Actes contre nature : OUZIN KEÏTA ET SES CO-INCULPES RENVOYES DEVANT LE JUGE CORRECTIONNEL
Ouzin Keïta et ses 14 co-inculpés ont été renvoyés devant le tribunal correctionnel par le doyen des juges pour homosexualité et transmission volontaire du Vih-sida...
© Ouzin KeïtaC'est dans la nuit du 7 au 8 mars 2026 que la Division des Investigations criminelles (Dic), suivant une piste de trafic de drogue, a arrêté « l'artiste » Ouzin Keïta et 15 autres individus, dont un mineur de 16 ans, dans un appartement à Ouest Foire, dans la banlieue dakaroise.

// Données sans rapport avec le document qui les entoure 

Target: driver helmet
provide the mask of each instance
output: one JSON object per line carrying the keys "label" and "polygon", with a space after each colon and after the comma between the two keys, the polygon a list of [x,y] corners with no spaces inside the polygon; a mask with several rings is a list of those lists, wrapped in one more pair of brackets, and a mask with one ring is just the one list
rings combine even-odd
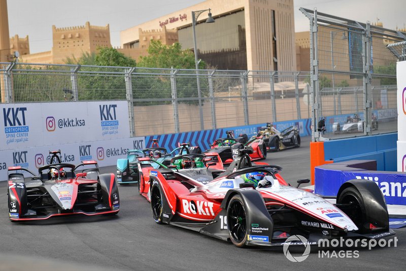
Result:
{"label": "driver helmet", "polygon": [[193,165],[193,161],[189,160],[182,159],[182,169],[191,168],[192,166]]}
{"label": "driver helmet", "polygon": [[223,146],[231,146],[231,141],[229,139],[226,139],[224,141],[223,141],[222,143]]}
{"label": "driver helmet", "polygon": [[246,183],[254,184],[256,187],[258,186],[258,184],[260,180],[265,177],[265,173],[260,171],[250,172],[242,176],[243,179]]}
{"label": "driver helmet", "polygon": [[162,157],[162,153],[159,150],[155,150],[154,152],[154,158],[160,158]]}
{"label": "driver helmet", "polygon": [[51,168],[51,170],[49,171],[49,174],[51,175],[51,178],[53,179],[57,178],[58,176],[59,175],[58,170],[56,168]]}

La bande était apparemment de commettre des actes contre-nature, en sus de consommer de la drogue.
Conduits devant le parquet, celui-ci avait, dans son réquisitoire introductif, retenu les chefs d'inculpation d'actes contre-nature, proxénétisme, chantage, transmission volontaire du vih-sida, mise en danger de la vie d'autrui. L'instruction est aujourd'hui bouclée et le doyen des juges d'instruction a renvoyé tout ce beau monde devant le tribunal correctionnel. Le magistrat instructeur aurait retenu contre eux les chefs d'inculpation d'actes contre-nature, de transmission volontaire du vih-sida et de mise en danger de la vie d'autrui.

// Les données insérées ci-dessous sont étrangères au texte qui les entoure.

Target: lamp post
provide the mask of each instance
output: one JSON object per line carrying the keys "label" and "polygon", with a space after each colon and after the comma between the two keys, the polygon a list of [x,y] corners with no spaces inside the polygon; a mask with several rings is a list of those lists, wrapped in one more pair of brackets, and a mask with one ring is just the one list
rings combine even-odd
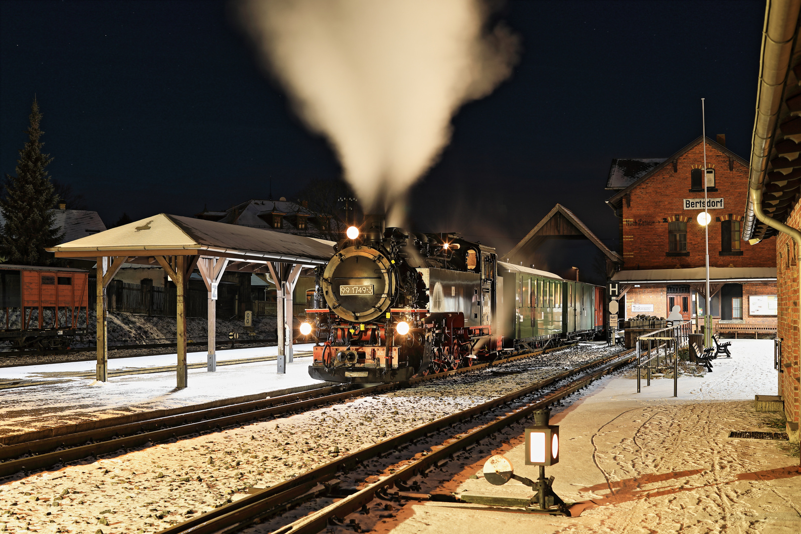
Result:
{"label": "lamp post", "polygon": [[[703,144],[703,213],[698,214],[698,223],[703,225],[704,228],[704,238],[706,243],[706,307],[704,308],[704,336],[703,336],[703,345],[704,347],[712,346],[712,310],[710,307],[710,294],[709,294],[709,223],[712,220],[712,217],[709,215],[709,201],[706,199],[706,179],[708,174],[706,172],[706,114],[704,109],[704,98],[701,98],[701,143]],[[701,215],[703,215],[702,219]],[[703,223],[701,221],[703,220]]]}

Pour rappel, un mineur de 16 ans, qu'Ouzin Keïta présentait comme son « fils », avait été arrêté dans la nuit du 7 au 8, ce qui avait subodoré des faits de proxénétisme de cette bande trouvée en train en possession d'une certaine quantité d'ecstazy... Des analyses médico-légales avaient aussi montré que cinq (5) d'entre eux, dont Ouzin Keïta, étaient porteurs du virus mortel.
Le doyen des juges a finalement tranché dans l'affaire Ousseynou Keïta, dit Ouzin Keïta, et de ses 14 co-inculpés. Après le réquisitoire définitif du parquet, le magistrat a rendu son ordonnance et ordonné leur renvoi devant le tribunal correctionnel, rapporte Libération. L'avis d'ordonnance a été dûment notifié aux avocats de la défense.
Le magistrat a retenu à leur encontre les chefs d'« actes contre nature », de transmission volontaire du VIH et de mise en danger de la vie d'autrui, précise le quotidien d'information. Les 15 mis en cause, incarcérés depuis mars dernier, devront ainsi répondre de ces faits devant la juridiction correctionnelle, poursuit la même source.
Ouzin Keïta et ses co-inculpés, dont un mineur, avaient été interpellés en pleine nuit par la Division des investigations criminelles (DIC) dans un appartement situé à Ouest-Foire. Lors de leur interpellation, cinq des personnes arrêtées avaient été testées positives au VIH, rappelle le journal.